Quoi, ces révolutionnaires-avec-le-couteau-entre-les-dents-qu'on-ne-comprend-pas-ce-qu'ils-disent* veulent nous empêcher de recevoir de juteux cadeaux fiscaux qui nous permettent d'augmenter notre bénéfice et donc aussi de rétribuer plus grassement encore nos actionnaires ou au minimum de nous acheter une véranda "quatre saisons" pour placer au dessus de nos 4500m² de piscine au milieu du parc? Et dans le même temps, il admettrait que des entreprises publiques échappent à l'impôt (dont elles tirent leur première source de financement) pour réinjecter de l'argent directement dans les rouages?
Enfin... le papier ne refuse pas l'encre, et tous ces poulpes ne s'en trouvent pas plus mal. Seule information intéressante fournie par ces braves gens: le bénéfice net de Fortis pour 2007 est repassé sous la barre des 4 milliards d'euros. Excusez-moi, je vous laisse pour aller essuyer une larme dans mes vieilles liasses de titres au porteur...
* à ne pas confondre avec José Happart, ça c'est juste un couillon avec le cerveau entre les orteils qu'on ne comprend pas ce qu'il dit non plus.

03 février 2008

Vacances!

Il y a sans doute des dizaines de raisons de se résigner. Fatigue de pousser son rocher, saturation, plaisirs divers et/ou faciles permettant de s'accomoder du monde comme il va, intégration dans le système et l'encroutement ou le renoncement subséquent, les défaites qui engloutissent après les victoires qui portent au dépassement... et puis il y a tout simplement l'épuisement.
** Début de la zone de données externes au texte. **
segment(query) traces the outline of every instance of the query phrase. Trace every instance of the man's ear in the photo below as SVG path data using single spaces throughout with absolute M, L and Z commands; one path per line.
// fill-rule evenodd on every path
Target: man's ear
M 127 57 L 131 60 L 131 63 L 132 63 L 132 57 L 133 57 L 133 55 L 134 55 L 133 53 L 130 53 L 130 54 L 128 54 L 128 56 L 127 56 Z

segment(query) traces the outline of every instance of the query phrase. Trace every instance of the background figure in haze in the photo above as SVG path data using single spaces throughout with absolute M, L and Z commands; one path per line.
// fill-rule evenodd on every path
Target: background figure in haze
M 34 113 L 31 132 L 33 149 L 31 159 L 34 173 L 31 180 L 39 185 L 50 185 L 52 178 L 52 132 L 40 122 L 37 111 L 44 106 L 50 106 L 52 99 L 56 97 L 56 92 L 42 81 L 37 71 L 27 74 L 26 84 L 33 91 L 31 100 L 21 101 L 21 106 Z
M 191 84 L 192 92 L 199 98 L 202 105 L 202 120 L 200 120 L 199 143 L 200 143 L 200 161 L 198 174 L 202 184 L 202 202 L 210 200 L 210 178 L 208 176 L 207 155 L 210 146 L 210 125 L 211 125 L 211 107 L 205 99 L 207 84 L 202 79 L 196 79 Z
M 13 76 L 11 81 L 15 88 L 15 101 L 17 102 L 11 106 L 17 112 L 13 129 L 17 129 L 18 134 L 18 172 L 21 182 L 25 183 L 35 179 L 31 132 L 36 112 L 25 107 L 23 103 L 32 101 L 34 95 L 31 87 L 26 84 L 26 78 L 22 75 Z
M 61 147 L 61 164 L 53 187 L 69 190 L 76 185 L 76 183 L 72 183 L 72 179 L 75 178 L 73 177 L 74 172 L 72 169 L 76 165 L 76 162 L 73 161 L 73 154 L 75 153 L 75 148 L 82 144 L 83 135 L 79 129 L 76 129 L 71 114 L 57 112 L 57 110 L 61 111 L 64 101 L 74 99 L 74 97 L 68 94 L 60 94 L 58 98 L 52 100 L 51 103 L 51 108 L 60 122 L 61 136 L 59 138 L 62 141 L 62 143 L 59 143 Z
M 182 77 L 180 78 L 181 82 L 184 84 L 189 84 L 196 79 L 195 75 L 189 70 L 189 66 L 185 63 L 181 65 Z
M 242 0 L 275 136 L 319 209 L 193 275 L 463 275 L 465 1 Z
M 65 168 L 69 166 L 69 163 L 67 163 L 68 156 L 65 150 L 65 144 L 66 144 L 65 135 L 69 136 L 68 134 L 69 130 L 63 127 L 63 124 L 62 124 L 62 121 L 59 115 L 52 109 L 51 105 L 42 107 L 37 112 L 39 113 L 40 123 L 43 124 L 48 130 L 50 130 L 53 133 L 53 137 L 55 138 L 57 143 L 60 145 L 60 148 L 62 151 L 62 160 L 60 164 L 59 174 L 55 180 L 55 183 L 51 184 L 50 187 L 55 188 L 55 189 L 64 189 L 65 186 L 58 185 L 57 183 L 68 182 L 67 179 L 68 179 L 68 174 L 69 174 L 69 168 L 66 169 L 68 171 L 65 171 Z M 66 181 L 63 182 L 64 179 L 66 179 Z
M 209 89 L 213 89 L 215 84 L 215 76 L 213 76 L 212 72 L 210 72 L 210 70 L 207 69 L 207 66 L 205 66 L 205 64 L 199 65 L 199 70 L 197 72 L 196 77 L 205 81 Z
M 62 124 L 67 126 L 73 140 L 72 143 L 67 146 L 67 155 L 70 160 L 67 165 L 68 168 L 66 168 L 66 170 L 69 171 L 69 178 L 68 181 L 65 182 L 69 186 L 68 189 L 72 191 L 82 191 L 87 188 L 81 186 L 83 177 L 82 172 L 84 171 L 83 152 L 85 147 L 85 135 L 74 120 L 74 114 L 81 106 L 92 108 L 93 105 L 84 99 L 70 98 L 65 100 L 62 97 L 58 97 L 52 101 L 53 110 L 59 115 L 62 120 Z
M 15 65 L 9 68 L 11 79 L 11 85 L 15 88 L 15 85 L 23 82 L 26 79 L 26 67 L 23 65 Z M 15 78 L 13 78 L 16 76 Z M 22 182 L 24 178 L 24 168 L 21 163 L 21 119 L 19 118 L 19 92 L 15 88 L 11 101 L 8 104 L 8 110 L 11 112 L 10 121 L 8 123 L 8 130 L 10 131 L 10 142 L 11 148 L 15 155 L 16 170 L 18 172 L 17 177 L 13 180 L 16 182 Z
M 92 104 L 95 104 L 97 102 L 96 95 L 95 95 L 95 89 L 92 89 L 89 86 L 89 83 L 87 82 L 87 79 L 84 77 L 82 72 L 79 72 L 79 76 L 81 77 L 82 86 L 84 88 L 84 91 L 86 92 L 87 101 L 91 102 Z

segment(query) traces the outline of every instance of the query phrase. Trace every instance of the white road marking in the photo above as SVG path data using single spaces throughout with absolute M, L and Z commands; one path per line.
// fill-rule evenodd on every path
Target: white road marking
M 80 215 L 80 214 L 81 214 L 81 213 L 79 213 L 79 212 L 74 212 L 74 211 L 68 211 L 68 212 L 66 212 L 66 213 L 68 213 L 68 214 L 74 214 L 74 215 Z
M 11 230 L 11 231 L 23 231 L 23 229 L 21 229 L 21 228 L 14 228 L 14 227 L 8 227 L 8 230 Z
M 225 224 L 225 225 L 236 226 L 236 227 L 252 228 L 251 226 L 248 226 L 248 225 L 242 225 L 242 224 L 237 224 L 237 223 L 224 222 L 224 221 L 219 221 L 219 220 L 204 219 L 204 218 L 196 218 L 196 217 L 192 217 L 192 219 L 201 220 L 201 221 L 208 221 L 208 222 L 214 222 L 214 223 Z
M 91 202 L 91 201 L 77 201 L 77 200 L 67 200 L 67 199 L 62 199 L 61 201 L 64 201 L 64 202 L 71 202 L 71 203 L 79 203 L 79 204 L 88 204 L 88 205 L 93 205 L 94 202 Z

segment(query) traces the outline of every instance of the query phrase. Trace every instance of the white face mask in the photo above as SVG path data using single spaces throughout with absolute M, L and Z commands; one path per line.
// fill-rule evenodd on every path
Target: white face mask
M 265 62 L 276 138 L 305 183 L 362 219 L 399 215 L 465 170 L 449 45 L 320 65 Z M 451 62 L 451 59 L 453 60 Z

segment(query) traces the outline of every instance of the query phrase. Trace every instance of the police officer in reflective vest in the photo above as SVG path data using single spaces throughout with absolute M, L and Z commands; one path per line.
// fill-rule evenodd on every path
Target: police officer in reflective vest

On ne le voit pas venir, le fourbe, le sournois, qui s'insinue en rampant à chaque activité et qui finit par vous tomber dessus comme le ciel sur la tête de l'innocent Gaulois en ballade à Alesia (ne me demandez pas où c'est, personne ne sait où se trouve Alesia. Gergovie, oui, ça on sait. Mais Alesia, non).

Et pourtant, il y a un truc radical pour en venir à bout d'un coup sec, une recette miracle, une des plus belles inventions du Front Populaire: des congés payés! Ca va faire tout de suite trois ans que je n'en avais plus pris pour moi - c'est à dire que chaque congé passait dans les activités internationales - et bien, y a pas à dire, une semaine ça requinque.

Je reviens plus tard sur la question, considérant que mon colocataire et sa copine s'installe devant un bon film (on ne va pas leur en vouloir: c'est vacances pour tout le monde.) Donc je me replie dans cette partie de la maison sans internet - mais aussi au calme.